Birds twitter in the cool morning air. A gentle breeze blows against my face.
Riding my bike today, I stop briefly on Fair Oaks Bridge to check for wildlife and spider webs. I continue on the American River Parkway trail, stopping at a shallow, narrow place on the American River. This short part of the river is lined with a thick blanket of gravel. The river’s resident Mallards come here to find food. Salmon arrive in the fall to spawn here.
Many salmon swim further upriver to another shallow place, or finish their long journey to Nimbus Fish Hatchery. I chat with several walkers who have also stopped to enjoy the view.
A Cormorant stands on a small island in the middle of the river channel. I hear a distant quack from an unseen duck once, and then again and again, as if it is calling ‘Where is everyone?’ This rocky island is a fraction of its former size before the winter 2017 flooding. Fishermen used to dock their boats here, set up a chair with their ice chest alongside, and spend a few hours fishing.

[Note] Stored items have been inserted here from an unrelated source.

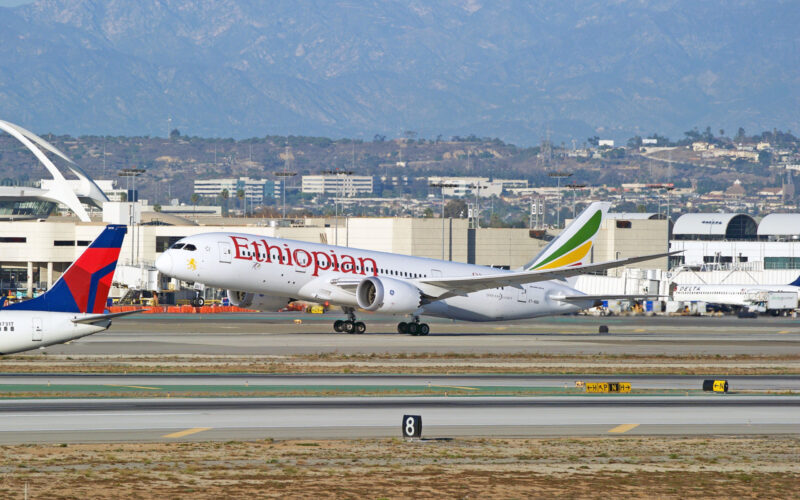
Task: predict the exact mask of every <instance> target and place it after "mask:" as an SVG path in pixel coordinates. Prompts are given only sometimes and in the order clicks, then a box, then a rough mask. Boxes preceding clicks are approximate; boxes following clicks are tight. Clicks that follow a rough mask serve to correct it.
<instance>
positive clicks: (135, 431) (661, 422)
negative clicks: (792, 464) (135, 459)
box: [0, 396, 800, 444]
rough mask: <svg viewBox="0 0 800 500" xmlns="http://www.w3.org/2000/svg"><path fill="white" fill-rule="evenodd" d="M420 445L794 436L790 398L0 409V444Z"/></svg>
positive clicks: (307, 399)
mask: <svg viewBox="0 0 800 500" xmlns="http://www.w3.org/2000/svg"><path fill="white" fill-rule="evenodd" d="M406 414H418V415H421V416H422V419H423V433H424V436H427V437H430V438H435V437H440V438H444V437H455V436H509V437H510V436H519V437H522V436H558V435H576V436H577V435H580V436H584V435H614V434H635V435H663V434H680V435H706V434H715V435H716V434H784V433H792V434H796V433H798V432H800V398H796V397H782V396H773V397H768V398H764V397H758V396H723V397H717V396H714V397H708V396H700V397H694V398H664V397H640V398H635V399H631V398H629V397H621V396H617V397H602V398H586V397H571V396H568V397H562V398H442V397H437V398H252V399H249V398H226V399H219V398H213V399H205V398H188V399H163V398H162V399H112V400H87V399H79V400H33V401H19V400H18V401H2V402H0V419H2V423H3V425H2V432H0V443H4V444H10V443H32V442H35V443H59V442H97V441H151V440H175V439H193V440H195V439H199V440H235V439H262V438H277V439H304V438H306V439H307V438H320V439H322V438H368V437H399V436H400V423H401V421H402V417H403V415H406Z"/></svg>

My next stop is a picnic area on the riverbank, a short distance from the bike path. I listen to the sounds of the soft breeze and hear the water gently moving downstream. The river is moving more quickly today than recent visits. Small white peaks form on the other side of the river about 100 yards downstream. Could this be where rocks hide underneath and create rapids in the river?

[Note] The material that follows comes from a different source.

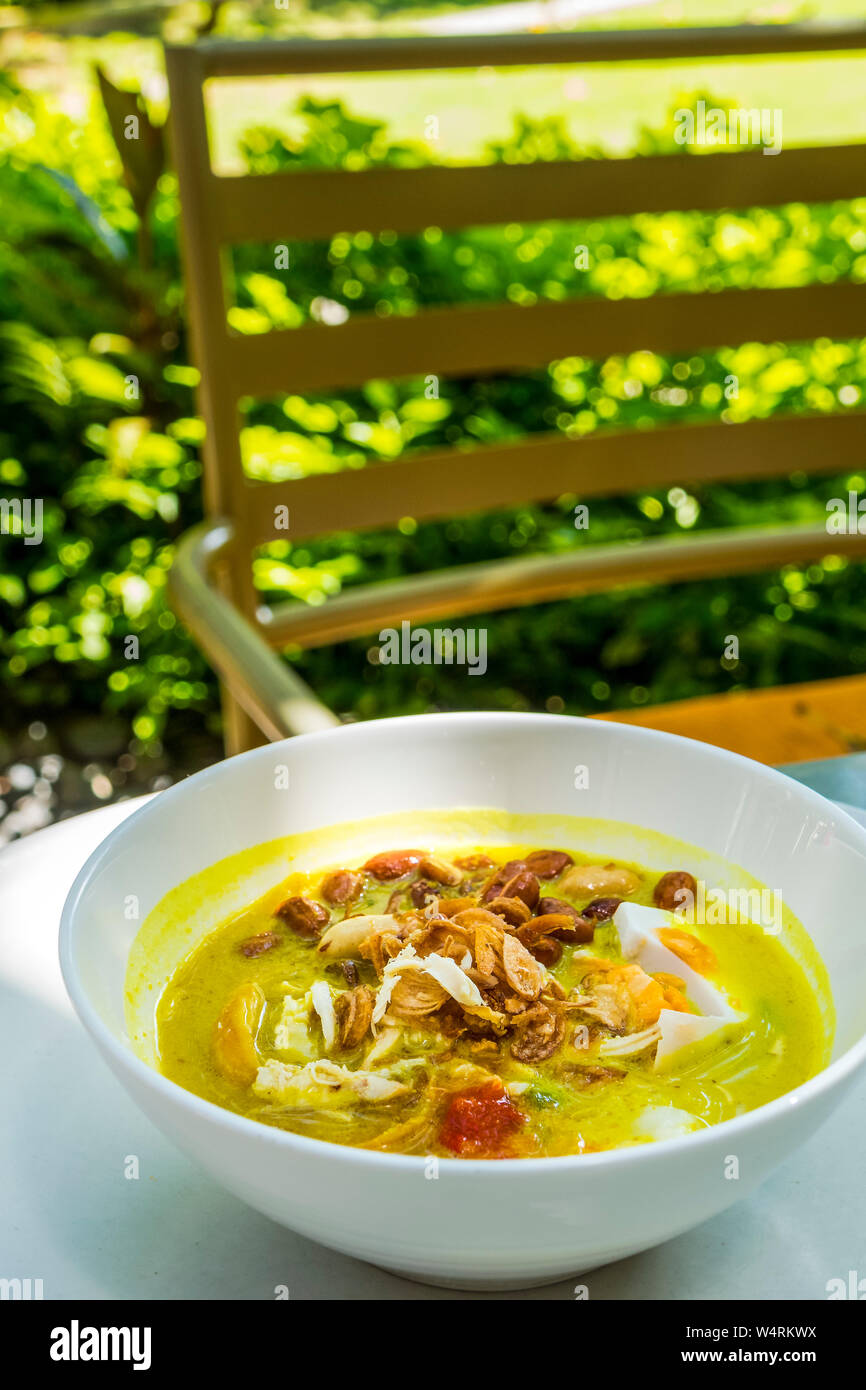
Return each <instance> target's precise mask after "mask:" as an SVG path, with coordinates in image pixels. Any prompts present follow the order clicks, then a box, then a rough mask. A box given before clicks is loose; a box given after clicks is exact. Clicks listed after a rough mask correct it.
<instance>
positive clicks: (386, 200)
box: [165, 24, 866, 752]
mask: <svg viewBox="0 0 866 1390" xmlns="http://www.w3.org/2000/svg"><path fill="white" fill-rule="evenodd" d="M842 50H860V51H863V54H865V58H866V25H851V24H819V25H767V26H758V25H755V26H742V28H726V29H712V28H710V29H681V31H648V32H641V31H630V32H621V33H549V35H532V36H530V38H524V36H514V35H506V36H489V38H488V36H481V38H475V36H468V38H466V36H463V38H434V39H428V38H425V39H366V40H345V42H343V40H324V42H320V40H288V42H267V43H260V42H256V43H225V42H220V40H206V42H203V43H200V44H195V46H188V47H168V49H167V54H165V56H167V70H168V81H170V92H171V126H172V145H174V156H175V167H177V172H178V181H179V190H181V204H182V250H183V261H185V275H186V286H188V295H189V325H190V334H192V349H193V359H195V361H196V366H197V367H199V368H200V373H202V381H200V388H199V400H200V409H202V414H203V417H204V423H206V445H204V506H206V516H207V521H206V523H204V524H203V525H202V527H197V528H195V530H193V531H192V532H189V534H188V535H186V537H185V538H183V539H182V542H181V545H179V549H178V556H177V560H175V566H174V569H172V573H171V588H172V595H174V599H175V603H177V606H178V609H179V612H181V614H182V617H183V619H185V621H186V624H188V626H189V628H190V631H192V632H193V635H195V637H196V639H197V641H199V642H200V645H202V646H203V649H204V652H206V655H207V656H209V659H210V662H211V663H213V664H214V667H215V669H217V671H218V674H220V677H221V680H222V682H224V692H225V699H224V712H225V726H227V746H228V751H229V752H238V751H240V749H242V748H245V746H250V745H252V744H253V742H260V741H261V735H263V734H264V735H265V737H267V738H279V737H284V735H286V734H295V733H303V731H309V730H313V728H322V727H329V726H332V724H334V723H336V717H335V716H334V714H332V713H331V712H329V710H328V709H327V708H325V706H324V705H322V703H321V701H318V699H317V698H316V695H314V694H313V692H311V691H310V689H309V687H307V685H306V684H304V682H303V681H302V680H300V677H297V674H296V673H295V671H293V670H292V669H291V666H289V664H288V663H286V662H285V660H282V659H281V657H279V656H278V655H277V649H279V648H286V646H289V645H296V646H316V645H321V644H325V642H336V641H343V639H346V638H349V637H356V635H360V634H366V632H371V631H374V630H375V628H378V627H379V624H391V623H393V621H400V620H405V619H409V620H427V621H428V620H431V619H435V617H443V616H448V617H456V616H459V614H467V613H473V612H489V610H492V609H496V607H505V606H513V605H520V603H537V602H544V600H548V599H556V598H562V596H566V595H573V594H580V592H588V591H592V589H602V588H605V589H607V588H613V587H617V585H626V584H645V582H655V581H660V580H664V581H667V580H684V578H698V577H710V575H713V574H733V573H746V571H752V570H766V569H771V567H774V566H777V564H784V563H794V562H808V560H809V559H817V557H820V556H823V555H827V553H830V552H833V553H841V552H844V553H848V555H862V553H866V535H859V534H856V532H855V534H851V535H844V537H833V538H830V537H828V535H827V531H826V528H824V527H823V525H790V527H752V528H738V530H731V531H721V532H709V534H706V532H705V534H702V535H701V537H688V538H663V539H657V541H656V539H645V541H642V542H641V543H639V545H603V546H601V545H599V546H582V548H578V549H575V550H573V552H569V553H566V555H557V556H555V557H550V556H535V557H523V559H517V560H510V559H506V560H498V562H487V563H482V564H474V566H461V567H457V569H450V570H445V571H442V573H436V574H424V575H414V577H409V578H405V580H399V581H388V582H379V584H371V585H364V587H361V588H357V589H349V591H346V592H345V594H342V595H339V596H336V598H334V599H329V600H328V602H327V603H324V605H321V606H317V607H310V606H307V605H302V603H284V605H277V606H274V607H267V606H264V605H263V603H261V602H260V600H259V598H257V595H256V591H254V587H253V578H252V564H250V563H249V562H250V557H252V550H253V548H254V546H256V545H260V543H263V542H265V541H272V539H277V538H279V535H281V532H278V531H275V528H274V517H275V509H277V507H285V506H288V507H289V509H291V531H289V532H288V534H289V535H291V537H292V539H300V538H304V537H311V535H317V534H322V532H328V531H338V530H343V528H348V530H361V528H370V527H386V525H393V524H396V523H398V521H399V520H400V518H403V517H406V516H411V517H414V518H418V520H424V518H432V517H443V516H449V514H455V513H468V512H473V510H482V509H484V510H489V509H495V507H503V506H512V505H516V503H518V502H525V500H542V499H549V498H552V496H559V495H562V493H574V495H577V496H580V499H581V500H584V499H587V498H594V496H609V495H620V493H628V492H634V491H638V489H642V488H659V486H666V485H671V484H699V482H708V481H713V480H749V478H760V477H766V478H769V477H781V475H784V474H788V473H792V471H795V470H803V471H809V473H830V471H838V459H840V457H851V456H852V455H853V456H856V455H858V452H860V453H862V450H863V443H865V441H866V413H865V411H845V413H844V414H833V416H827V417H824V416H788V417H773V418H771V420H759V421H749V423H745V424H738V425H730V424H724V423H721V421H719V423H714V424H696V425H676V427H664V428H656V430H652V431H621V432H617V431H610V432H603V434H601V435H599V436H591V438H582V439H570V438H566V436H563V435H562V434H553V432H552V434H541V435H532V436H528V438H525V439H523V441H520V442H514V443H505V445H493V446H484V448H478V449H473V450H470V452H467V450H466V449H448V450H441V449H435V450H428V452H424V453H418V455H411V456H409V457H405V459H399V460H396V461H393V463H378V464H375V466H374V467H368V468H364V470H360V471H357V470H349V471H343V473H338V474H329V475H316V477H309V478H302V480H297V481H291V482H271V484H267V482H253V481H250V480H247V478H246V477H245V474H243V468H242V461H240V442H239V438H240V417H239V400H240V399H242V398H243V396H250V395H260V396H267V395H271V393H275V392H279V391H286V389H291V391H293V392H304V391H320V389H324V388H327V386H350V385H359V384H361V382H363V381H364V379H366V378H367V377H368V375H370V368H368V363H371V361H373V363H375V375H377V377H406V375H427V374H430V373H434V374H436V375H439V377H449V375H471V374H477V373H491V371H520V370H525V368H530V367H532V368H538V367H541V366H544V364H546V363H548V361H550V360H555V359H556V357H562V356H570V354H574V353H578V354H580V356H584V357H592V359H601V357H605V356H607V354H610V353H619V352H631V350H635V349H638V347H645V349H652V350H655V352H659V353H676V352H688V350H695V349H702V350H706V349H713V347H717V346H723V345H730V343H741V342H774V341H805V339H812V338H819V336H828V338H845V336H848V338H855V336H860V335H862V332H863V322H865V321H866V285H863V286H860V285H853V284H849V282H837V284H828V285H806V286H802V288H792V289H751V291H740V289H728V291H721V292H716V293H706V292H696V293H678V295H667V293H666V295H656V296H653V297H651V299H639V300H603V299H595V297H592V299H587V297H578V299H570V300H564V302H556V303H550V302H541V303H537V304H534V306H530V307H523V306H516V304H484V306H466V304H464V306H457V307H453V309H430V310H424V311H420V313H417V314H414V316H413V317H406V318H391V320H381V318H377V317H375V316H357V317H353V318H350V320H349V322H346V324H345V325H342V327H339V328H334V327H325V325H322V324H309V325H304V327H302V328H299V329H286V331H275V332H271V334H265V335H260V336H259V335H256V336H243V335H236V334H232V332H231V329H229V327H228V322H227V277H225V265H224V250H225V246H228V245H232V243H238V242H242V240H279V242H285V240H291V239H292V238H296V239H304V238H306V239H316V238H327V236H329V235H334V234H336V232H338V231H339V232H354V231H360V229H364V231H371V232H378V231H382V229H391V231H396V232H411V231H420V229H423V228H424V227H427V225H436V227H443V228H457V227H467V225H481V224H488V225H491V224H493V225H495V224H500V222H507V221H513V220H514V210H516V208H518V210H520V220H521V221H524V222H528V221H541V220H545V218H588V217H598V215H605V214H624V215H627V214H637V213H648V211H674V210H716V208H719V210H721V208H724V207H745V206H755V204H760V206H773V204H781V203H785V202H831V200H834V199H852V197H859V196H862V195H863V193H865V192H866V146H863V145H835V146H820V147H805V149H791V150H785V152H784V153H783V154H781V156H780V157H776V158H763V157H762V152H760V150H753V152H752V150H749V152H735V153H714V154H708V156H702V157H695V156H691V154H676V156H651V157H639V158H624V160H619V158H617V160H578V161H553V163H535V164H524V165H509V164H493V165H478V167H463V165H460V167H441V165H435V167H430V168H427V167H425V168H409V170H399V168H386V170H368V171H359V172H343V171H339V172H331V171H299V172H288V174H274V175H245V177H221V175H217V174H215V172H214V171H213V168H211V163H210V153H209V138H207V118H206V103H204V85H206V82H207V81H209V79H211V78H227V76H263V75H299V74H335V72H371V71H418V70H441V68H470V67H475V65H481V64H484V65H491V67H530V65H535V64H569V63H609V61H626V60H648V61H657V60H659V58H683V57H723V56H724V57H727V56H734V54H763V53H766V54H784V53H820V51H842ZM734 441H735V450H734V449H733V448H731V446H733V443H734Z"/></svg>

I ride back to the boat launch ramp to watch Mallards searching the water for bugs or seeds or something to nibble on. I sit and watch them paddle through the water and dive head first into the water searching for food. If I had food to give them, two dozen ducks would fly in from anywhere, sensing feeding activity on the river.
The Great Blue Heron poses like a statue in the American River. It stood on the stub of a branch before I arrived and continued to pose and study the river long after I walked off Fair Oaks Bridge. Water is still. The sky pale blue and clear. Not a wisp of a cloud. A dozen ducks swim by, creating their own wake. Pigeons fly in dancing over the bridge and quickly depart.
I walk to the boat launch ramp and see the ducks gather at the end of the ramp, looking at me with curiosity. They are likely wondering, Do you have food for us? I have no food to share. I hear an unseen woodpecker softly drumming on a nearby tree.
This peaceful place is an escape from other crises of the day. As I stand here and enjoy its beauty, catastrophic wildfires consume other areas of California – places of peace, joy and beauty where people and wildlife have lived and loved for years.
Water is completely still. The mist seems to have absorbed some of the smoke. Scattered bright white cloud cover resembles strands of spun gold reflected in the emerging sunlight. Clouds of mist begin around the bend to the east and roll slowly west across the surface of the river. In my full hour out here, I see one walker and one cyclist. Fair Oaks Bridge deck does not look frosty, yet it is still slippery in places. I wear my hooded jacket and wear warm gloves.
I walk down to the boat launch ramp to watch the mist as it rolls under the bridge. A lone seagull flies overhead. One Mallard swims along the ramp calling good morning with a few quiet Quack, Quack! Likely wondering if I brought breakfast. One year ago I took similar photos at this place on the ramp – now one of them is the front cover of Mornings on Fair Oaks Bridge: Watching Wildlife at the Lower American River .
This is the season to experience the most beautiful and peaceful mornings on the American River.
As I stand and watch the mist roll across the river and rise as it goes under the bridge, a Great Blue Heron arrives. It sounds its characteristic good morning chortle and continues its flight east.
The pale blue sky covered by strips of white clouds gives no hint of the smoke that blanketed skies across the region through the week. Another seagull flies over. Four ducks emerge from the riverbank. I hear a bird call from a distance. Early morning mist continues to roll slowly across the surface of the river, enveloping the corridor in a blanket of white.